Will we be reasonable enough to allow the past records of our politicians to influence our decision-making on December 7th? Or must our political candidates perhaps be subjected to the same proceedings that criminals go through in our courtrooms to get them to make viable promises or manage Ghana resources effectively? If witnesses in courtrooms have to swear to the Holy Book to deter them from telling lies, shouldn't the same principle be applied to politicians when constructing their manifestos or singing their campaigning tunes? How beneficiary for Ghana would it be if we could get these politicians to swear to the holy book or any other book or “god” they consider supreme that they wouldn’t make empty promises or consciously lie to the public in exchange for votes. To ensure they take the oath seriously, the last statement of the could always end with: "May God's (Allah, Antoa, etc.) worst curse come upon me and my party leaders if we lie to the Ghanaian electorate or make promises we don't intend to fulfill."
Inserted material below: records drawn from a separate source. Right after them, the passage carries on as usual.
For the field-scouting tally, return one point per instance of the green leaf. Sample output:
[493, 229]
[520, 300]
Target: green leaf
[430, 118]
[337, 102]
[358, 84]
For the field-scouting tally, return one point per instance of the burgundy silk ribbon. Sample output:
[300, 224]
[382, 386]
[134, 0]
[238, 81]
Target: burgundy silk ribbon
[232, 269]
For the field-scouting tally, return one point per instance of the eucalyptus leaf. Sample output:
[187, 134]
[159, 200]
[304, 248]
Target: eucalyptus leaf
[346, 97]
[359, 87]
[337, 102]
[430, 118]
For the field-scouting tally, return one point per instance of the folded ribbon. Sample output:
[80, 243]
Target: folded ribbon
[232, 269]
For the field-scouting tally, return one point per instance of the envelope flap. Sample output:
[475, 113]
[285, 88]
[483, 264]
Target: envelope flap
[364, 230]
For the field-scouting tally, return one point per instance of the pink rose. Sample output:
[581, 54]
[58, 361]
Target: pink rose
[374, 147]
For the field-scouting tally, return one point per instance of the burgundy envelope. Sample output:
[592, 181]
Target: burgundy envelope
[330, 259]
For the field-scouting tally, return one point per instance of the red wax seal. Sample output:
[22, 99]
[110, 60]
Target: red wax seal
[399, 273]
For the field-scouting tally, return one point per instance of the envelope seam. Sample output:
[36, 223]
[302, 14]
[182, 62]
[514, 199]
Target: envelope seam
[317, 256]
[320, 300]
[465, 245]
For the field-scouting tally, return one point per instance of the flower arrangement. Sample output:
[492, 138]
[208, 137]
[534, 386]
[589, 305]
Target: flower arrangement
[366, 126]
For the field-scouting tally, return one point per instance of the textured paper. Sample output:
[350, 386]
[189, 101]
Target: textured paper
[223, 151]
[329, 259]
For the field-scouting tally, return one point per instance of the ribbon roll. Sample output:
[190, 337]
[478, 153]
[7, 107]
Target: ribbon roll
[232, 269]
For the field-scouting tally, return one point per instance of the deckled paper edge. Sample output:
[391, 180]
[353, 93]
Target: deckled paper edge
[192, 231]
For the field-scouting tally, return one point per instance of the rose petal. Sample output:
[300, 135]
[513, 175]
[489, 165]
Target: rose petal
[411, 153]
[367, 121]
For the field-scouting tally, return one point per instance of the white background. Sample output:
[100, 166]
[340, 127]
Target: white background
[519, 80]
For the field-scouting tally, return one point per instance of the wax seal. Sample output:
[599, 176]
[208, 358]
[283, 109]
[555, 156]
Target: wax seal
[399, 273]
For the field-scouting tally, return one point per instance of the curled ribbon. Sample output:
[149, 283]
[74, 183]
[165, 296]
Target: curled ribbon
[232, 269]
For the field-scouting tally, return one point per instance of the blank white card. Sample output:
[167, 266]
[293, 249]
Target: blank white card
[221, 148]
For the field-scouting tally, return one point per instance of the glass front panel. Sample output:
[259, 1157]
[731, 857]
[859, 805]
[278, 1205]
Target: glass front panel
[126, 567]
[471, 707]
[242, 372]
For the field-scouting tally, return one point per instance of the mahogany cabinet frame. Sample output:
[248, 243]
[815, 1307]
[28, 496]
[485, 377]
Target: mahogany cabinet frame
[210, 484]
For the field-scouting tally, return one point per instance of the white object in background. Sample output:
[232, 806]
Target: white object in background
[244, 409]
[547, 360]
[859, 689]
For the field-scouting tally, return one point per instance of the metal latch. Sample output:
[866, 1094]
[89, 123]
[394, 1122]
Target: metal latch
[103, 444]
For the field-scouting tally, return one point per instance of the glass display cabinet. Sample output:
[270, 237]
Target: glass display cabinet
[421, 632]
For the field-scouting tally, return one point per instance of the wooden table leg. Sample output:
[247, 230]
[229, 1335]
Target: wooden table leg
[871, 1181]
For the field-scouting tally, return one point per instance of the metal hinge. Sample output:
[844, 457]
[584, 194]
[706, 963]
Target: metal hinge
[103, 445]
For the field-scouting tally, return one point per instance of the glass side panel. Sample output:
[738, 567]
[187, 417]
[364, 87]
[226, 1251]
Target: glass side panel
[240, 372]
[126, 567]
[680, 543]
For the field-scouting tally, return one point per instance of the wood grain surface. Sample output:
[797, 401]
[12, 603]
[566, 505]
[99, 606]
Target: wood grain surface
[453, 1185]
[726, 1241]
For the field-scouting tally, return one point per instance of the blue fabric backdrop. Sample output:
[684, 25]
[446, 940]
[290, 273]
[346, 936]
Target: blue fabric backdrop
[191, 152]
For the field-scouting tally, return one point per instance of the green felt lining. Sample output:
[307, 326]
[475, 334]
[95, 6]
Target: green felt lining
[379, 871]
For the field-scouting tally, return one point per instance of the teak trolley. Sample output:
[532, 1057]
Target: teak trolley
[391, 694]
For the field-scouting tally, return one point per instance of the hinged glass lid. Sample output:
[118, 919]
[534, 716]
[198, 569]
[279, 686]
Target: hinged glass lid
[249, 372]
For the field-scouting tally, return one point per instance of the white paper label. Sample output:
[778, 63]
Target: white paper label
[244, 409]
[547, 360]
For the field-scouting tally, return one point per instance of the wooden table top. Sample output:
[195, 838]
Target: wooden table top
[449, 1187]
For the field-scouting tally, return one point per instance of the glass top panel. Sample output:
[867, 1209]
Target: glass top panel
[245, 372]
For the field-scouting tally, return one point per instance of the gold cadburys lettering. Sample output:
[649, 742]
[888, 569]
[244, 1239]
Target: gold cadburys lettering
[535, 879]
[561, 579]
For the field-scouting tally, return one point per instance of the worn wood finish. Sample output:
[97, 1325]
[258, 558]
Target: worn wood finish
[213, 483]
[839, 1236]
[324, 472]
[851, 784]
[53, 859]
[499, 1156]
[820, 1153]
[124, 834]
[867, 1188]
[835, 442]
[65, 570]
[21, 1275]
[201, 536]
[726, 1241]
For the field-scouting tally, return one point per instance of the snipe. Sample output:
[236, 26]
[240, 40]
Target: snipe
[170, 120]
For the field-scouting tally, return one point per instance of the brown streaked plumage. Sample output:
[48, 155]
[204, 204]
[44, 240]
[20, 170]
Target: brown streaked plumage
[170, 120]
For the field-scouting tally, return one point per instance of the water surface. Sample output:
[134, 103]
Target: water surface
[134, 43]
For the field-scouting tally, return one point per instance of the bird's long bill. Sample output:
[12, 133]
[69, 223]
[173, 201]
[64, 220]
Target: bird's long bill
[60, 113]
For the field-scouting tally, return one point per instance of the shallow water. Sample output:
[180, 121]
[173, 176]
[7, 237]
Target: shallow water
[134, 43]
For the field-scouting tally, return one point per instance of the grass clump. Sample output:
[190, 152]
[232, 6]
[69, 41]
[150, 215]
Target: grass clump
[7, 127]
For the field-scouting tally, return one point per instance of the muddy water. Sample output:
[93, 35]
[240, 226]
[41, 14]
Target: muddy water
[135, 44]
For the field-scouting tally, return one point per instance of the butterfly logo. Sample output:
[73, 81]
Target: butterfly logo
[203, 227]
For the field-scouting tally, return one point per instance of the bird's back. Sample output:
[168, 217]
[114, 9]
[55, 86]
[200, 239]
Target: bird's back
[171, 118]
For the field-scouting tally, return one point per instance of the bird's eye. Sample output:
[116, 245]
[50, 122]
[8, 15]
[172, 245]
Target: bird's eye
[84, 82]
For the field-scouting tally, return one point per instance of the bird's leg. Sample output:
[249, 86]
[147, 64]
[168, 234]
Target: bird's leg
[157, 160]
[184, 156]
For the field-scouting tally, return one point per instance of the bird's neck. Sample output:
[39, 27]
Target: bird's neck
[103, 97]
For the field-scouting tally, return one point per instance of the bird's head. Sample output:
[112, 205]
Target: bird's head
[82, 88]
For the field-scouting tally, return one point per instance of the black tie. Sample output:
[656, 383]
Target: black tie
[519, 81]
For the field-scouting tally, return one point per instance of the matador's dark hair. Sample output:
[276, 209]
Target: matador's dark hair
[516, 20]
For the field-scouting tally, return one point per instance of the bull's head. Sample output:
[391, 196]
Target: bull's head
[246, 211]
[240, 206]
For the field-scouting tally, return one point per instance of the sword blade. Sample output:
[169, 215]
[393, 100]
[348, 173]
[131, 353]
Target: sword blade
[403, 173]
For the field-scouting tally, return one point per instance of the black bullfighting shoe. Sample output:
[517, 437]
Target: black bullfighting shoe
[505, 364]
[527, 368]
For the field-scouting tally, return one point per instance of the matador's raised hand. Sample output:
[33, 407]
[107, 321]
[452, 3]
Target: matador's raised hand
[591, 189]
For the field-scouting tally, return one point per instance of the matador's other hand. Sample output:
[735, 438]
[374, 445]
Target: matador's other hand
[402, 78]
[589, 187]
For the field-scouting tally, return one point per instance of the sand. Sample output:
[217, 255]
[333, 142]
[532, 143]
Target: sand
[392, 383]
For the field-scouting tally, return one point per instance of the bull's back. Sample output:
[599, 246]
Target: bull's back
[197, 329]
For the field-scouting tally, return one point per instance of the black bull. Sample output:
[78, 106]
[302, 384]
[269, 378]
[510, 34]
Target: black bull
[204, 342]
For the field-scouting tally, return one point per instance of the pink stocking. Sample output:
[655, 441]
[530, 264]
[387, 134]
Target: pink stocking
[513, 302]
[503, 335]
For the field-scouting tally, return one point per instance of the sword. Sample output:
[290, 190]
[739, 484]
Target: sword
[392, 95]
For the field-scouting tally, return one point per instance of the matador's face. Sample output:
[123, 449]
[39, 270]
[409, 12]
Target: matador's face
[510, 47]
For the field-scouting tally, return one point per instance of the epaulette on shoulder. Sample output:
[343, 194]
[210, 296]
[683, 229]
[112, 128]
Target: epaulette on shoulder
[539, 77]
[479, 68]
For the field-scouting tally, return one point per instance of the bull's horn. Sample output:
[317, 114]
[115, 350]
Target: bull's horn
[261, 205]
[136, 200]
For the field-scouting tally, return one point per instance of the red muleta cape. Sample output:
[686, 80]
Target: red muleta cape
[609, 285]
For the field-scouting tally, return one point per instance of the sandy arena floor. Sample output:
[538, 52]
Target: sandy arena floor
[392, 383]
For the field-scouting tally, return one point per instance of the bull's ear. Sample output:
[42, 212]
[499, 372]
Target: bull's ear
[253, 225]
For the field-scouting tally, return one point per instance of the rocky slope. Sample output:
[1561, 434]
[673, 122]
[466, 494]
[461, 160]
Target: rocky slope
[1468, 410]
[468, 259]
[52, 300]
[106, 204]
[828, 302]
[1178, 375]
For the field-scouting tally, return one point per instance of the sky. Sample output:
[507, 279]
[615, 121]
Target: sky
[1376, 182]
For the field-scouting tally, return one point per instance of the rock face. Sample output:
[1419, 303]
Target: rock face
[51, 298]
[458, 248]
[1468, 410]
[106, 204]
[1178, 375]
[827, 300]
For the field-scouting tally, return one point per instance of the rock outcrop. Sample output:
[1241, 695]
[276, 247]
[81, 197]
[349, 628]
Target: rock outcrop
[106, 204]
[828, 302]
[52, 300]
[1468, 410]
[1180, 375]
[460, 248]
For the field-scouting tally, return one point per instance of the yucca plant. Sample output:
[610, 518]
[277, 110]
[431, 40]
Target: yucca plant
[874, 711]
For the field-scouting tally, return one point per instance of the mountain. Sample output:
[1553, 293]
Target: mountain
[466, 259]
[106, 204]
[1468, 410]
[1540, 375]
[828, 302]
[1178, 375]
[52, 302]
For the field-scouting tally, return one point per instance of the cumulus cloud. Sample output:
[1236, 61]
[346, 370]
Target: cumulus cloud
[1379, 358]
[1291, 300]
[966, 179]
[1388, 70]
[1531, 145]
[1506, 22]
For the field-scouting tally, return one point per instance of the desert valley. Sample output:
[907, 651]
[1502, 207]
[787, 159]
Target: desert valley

But like a friend said, our honorable men and women wouldn’t hesitate to swear by anything to get the votes they desperately crave for. To the critical observer, it is not hard to identify that it is the voters’ negligence and division that allow these politicians to resort to such shameful tactics and lies. If only we would educate ourselves to understand the viability of their promises, these politicians would stop taking us for rides. As long as a portion of the Ghanaian electorate can afford to trade their votes for t-shirts, cutlasses, bags of rice, sardines and and so on, we are lost with no antidotes to their empty and insulting promises. Only an intellectually challenging mass would get these politicians to act accountably or make viable promises. But as it stands, tribalism, ethnocentrism and other intangibles are the main determinants of our political decision-makings rather than reason. As a group, we don’t always seem to give these men and women who come begging for our votes the impression that we possess any intellects or demand accountability. We follow them blindly just to complain later when they fail to deliver their promises. Logically, we simply cannot hope for good and accountable governance without an informed public marked by keen caution and watchful prudence to demand the right course of actions from its leaders. What follows is to ask who’s going to the provide the general public with the necessary tools to detect the deception of our candidates and also subject our leaders (including our own party leaders) to accountability as our election draws closer. For this election, I am afraid it may be too late. But would we become a wiser electorate by 2016?